– Скоро. Если повезет им, то прямо сейчас. Если повезет нам, то через пару дней.
– Это тюрьма, да?
Нир подавил очередной вздох.
– Не бойся, – проговорил он с наигранной бодростью. – И не забывай: мы всего-навсего защищались. На нас напали. Нас чуть не убили. Не может быть, чтобы суд не принял этого во внимание…
Рейна высвободилась из его рук и прошлась по комнате.
– Знаешь, что самое обидное? – сказала она, с досадой ударяя кулаком по раскрытой ладони. – Мы ничего не добились. Или даже сделали хуже. К примеру, Фейга погибла не в июле, а в сентябре, но два этих месяца были сплошным мучением. Она голодала, болела, на ее глазах насиловали мать и убивали старшего брата. А смерть? Разве утонуть не страшнее, чем умереть сразу, от одного удара лопаткой по голове? Представь себе, как она тонула, маленькая девочка… как страшно ей было в эти несколько минут…
Это то, чего мы добились, Нир! И со всеми остальными то же самое. Помнишь, что моя бабушка сказала о шраме на сердце? Мы избавили ее от шрама на лице, но что она получила взамен? Еще большую жуть! А ты говоришь, что жалеть не о чем…

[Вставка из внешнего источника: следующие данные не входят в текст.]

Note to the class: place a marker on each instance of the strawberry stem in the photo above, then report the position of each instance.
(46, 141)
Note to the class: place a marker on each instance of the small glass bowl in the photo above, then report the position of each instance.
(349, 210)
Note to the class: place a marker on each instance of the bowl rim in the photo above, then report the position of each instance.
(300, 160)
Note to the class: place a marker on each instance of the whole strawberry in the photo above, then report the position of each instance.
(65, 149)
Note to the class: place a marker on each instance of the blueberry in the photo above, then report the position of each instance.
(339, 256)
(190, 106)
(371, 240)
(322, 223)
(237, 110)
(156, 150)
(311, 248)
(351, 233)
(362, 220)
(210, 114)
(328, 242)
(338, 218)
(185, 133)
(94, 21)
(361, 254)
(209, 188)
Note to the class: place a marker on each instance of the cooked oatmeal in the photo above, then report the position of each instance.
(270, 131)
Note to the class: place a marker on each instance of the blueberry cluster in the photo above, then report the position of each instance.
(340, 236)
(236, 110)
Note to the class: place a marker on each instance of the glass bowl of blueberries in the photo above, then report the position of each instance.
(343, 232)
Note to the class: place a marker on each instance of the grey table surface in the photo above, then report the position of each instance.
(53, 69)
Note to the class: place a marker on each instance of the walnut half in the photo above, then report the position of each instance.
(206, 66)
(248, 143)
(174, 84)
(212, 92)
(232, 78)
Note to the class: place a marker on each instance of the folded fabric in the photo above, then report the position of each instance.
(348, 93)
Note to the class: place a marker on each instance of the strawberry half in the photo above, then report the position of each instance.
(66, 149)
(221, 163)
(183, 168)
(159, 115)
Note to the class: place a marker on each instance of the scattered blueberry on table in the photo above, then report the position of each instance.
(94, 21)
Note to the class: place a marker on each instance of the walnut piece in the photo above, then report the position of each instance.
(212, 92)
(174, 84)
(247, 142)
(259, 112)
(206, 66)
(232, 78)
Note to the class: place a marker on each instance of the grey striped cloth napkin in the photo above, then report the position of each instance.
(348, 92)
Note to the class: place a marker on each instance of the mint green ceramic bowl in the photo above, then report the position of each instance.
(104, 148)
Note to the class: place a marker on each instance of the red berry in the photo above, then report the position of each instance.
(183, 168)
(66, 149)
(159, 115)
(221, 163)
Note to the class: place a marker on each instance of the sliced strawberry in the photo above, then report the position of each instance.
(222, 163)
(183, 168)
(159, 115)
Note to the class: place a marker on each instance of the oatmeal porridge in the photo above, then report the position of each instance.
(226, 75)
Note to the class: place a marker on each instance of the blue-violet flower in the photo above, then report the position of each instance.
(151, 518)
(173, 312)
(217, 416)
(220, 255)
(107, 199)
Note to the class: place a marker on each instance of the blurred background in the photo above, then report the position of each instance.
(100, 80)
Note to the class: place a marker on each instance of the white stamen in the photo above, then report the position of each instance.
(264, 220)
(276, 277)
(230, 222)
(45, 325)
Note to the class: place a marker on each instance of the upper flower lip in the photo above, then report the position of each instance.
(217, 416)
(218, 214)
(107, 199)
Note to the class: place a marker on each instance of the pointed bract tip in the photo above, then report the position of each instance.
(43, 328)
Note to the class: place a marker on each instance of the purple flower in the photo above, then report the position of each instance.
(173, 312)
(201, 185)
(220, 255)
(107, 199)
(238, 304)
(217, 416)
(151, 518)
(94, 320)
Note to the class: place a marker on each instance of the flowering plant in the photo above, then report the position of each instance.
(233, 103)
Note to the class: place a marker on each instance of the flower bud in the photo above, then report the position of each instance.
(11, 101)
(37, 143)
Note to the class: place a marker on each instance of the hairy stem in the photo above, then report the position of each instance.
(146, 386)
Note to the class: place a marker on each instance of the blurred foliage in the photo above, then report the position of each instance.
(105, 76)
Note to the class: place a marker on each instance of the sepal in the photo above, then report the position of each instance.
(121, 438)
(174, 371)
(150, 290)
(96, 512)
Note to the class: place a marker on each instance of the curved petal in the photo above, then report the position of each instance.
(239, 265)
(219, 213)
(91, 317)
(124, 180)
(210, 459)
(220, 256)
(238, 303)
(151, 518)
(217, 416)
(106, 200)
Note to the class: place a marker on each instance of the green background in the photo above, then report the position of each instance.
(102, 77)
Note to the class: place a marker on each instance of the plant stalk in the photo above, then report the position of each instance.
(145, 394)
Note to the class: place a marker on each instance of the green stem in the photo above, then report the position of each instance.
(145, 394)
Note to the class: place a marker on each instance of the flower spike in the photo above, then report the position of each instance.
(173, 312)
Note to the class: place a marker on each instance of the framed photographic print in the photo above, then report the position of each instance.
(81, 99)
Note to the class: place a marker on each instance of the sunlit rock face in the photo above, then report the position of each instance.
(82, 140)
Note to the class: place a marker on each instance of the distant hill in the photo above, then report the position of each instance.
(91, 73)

Нир взял ее за руки, заглянул в полные слез глаза.
– Послушай меня. Ты говоришь, что наше вмешательство изменило ситуацию к худшему. Допустим, так…
– Допустим? – горько повторила Рейна. – Допустим?.. Допустим, что полтора года непрерывных изнасилований и издевательств выглядят немного хуже, чем сидение в подполе на хуторе у деда Косты? Ничего себе допущение…
– Знаешь что? – сердито проговорил Нир. – У меня из головы не выходит совсем другое. Помнишь того парикмахера, про которого рассказал ей Золман? Того, который сам, своей волей лег в яму и попросил смерти. Он поступил верно? Или нет? Ну, скажи, скажи!
Рейна молчала.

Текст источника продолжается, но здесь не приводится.